Simple statistical model

I decided to conduct a simple t test to determine if the mean ratings among movies in each genre are statistically different from one another. I created an object called ‘drama’ to pull the ratings for movies in the drama genre from the dataframe. I did the same thing for movies in the comedy genre and saved that object as ‘comedy’. I used the base R t.test() function to compare the average ratings between the two groups and printed the results.

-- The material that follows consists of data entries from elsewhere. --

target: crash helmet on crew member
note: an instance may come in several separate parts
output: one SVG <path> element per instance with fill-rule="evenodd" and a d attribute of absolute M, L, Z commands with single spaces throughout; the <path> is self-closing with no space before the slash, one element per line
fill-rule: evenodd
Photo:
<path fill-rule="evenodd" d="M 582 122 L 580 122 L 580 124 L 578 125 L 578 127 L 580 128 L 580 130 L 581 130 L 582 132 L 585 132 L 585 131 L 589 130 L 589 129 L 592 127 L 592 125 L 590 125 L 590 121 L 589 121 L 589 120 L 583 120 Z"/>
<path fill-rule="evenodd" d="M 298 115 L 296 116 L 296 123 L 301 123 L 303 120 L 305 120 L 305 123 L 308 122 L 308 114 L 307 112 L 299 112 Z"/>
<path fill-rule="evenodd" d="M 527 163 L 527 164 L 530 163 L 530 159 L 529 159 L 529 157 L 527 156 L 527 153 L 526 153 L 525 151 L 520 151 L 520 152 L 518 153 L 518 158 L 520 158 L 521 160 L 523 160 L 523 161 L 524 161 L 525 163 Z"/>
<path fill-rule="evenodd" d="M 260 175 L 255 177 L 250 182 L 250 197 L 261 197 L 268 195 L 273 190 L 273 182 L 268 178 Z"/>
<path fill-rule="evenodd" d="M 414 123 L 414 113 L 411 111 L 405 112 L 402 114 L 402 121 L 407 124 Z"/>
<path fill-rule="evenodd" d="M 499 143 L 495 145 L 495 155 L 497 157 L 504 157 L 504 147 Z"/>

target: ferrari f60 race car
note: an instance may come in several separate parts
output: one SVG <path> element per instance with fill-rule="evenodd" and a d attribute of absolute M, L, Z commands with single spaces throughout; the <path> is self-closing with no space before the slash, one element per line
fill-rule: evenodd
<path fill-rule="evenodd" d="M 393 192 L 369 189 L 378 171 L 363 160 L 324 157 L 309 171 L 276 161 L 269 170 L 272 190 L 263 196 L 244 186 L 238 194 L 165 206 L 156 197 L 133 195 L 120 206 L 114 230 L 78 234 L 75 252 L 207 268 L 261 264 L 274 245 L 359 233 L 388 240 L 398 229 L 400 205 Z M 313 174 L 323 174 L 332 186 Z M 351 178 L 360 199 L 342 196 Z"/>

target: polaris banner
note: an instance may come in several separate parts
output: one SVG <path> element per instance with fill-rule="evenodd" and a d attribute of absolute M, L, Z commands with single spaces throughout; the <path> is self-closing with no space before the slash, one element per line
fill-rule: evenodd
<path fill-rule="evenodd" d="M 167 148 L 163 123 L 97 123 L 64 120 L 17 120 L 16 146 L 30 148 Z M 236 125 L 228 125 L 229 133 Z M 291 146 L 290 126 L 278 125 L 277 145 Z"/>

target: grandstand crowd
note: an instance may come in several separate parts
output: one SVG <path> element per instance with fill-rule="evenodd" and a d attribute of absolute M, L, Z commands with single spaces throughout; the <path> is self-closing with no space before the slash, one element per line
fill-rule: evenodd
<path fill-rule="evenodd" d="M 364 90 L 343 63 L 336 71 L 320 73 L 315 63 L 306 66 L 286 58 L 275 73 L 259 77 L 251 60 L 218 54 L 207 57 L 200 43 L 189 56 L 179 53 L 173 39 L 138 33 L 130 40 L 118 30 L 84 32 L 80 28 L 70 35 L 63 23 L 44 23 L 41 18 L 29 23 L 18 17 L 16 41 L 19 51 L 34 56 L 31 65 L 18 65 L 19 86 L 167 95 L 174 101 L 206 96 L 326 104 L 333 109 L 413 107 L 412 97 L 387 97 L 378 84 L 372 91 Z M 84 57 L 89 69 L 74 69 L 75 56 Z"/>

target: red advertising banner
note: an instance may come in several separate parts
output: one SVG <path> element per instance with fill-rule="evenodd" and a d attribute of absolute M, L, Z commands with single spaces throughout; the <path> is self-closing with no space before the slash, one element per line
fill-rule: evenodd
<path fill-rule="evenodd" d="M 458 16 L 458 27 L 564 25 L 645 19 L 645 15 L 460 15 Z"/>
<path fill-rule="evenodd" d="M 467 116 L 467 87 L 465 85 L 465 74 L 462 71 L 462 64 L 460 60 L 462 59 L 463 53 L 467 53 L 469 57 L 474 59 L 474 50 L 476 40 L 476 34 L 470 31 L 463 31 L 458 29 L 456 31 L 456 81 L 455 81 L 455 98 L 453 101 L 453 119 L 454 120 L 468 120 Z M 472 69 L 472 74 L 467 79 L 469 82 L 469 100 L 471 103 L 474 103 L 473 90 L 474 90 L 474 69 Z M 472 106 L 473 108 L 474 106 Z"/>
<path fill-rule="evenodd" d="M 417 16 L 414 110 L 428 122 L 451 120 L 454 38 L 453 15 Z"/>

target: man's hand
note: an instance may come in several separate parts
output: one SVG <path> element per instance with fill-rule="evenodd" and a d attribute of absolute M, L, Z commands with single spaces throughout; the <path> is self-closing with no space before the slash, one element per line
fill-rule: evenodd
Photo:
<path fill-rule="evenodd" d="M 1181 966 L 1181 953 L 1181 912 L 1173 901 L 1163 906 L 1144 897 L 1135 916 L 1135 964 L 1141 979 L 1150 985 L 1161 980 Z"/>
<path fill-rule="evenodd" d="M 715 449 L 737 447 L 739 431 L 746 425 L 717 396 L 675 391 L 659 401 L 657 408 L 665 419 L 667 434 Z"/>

drama <- mymovies3$rating[mymovies3$genres == "Drama"] ##create an object with ratings only for movies in drama genre
comedy <- mymovies3$rating[mymovies3$genres == "Comedy"] ##create an object with ratings only for movies in comedy genre
t.test1 <- t.test(drama, comedy) ##run a two-sample t-test between the two numeric vectors
print(t.test1) ##show the results of the t-test

    Welch Two Sample t-test

data:  drama and comedy
t = 4.6912, df = 279.12, p-value = 4.257e-06
alternative hypothesis: true difference in means is not equal to 0
95 percent confidence interval:
 0.3433740 0.8398837
sample estimates:
mean of x mean of y 
 3.504000  2.912371 

Results of simple statistical model

After running the two-sample t-test, I get a test statistic of 4.6912 with a tiny p-value of 4.257e-06. Since the p-value is much less than 0.05, we can reject the null hypothesis to conclude that there is a statistically significant difference between the mean ratings of drama and comedy movies in 2001. It is clear that movies in the drama genre received higher ratings from viewers compared to movies in the comedy genre in 2001.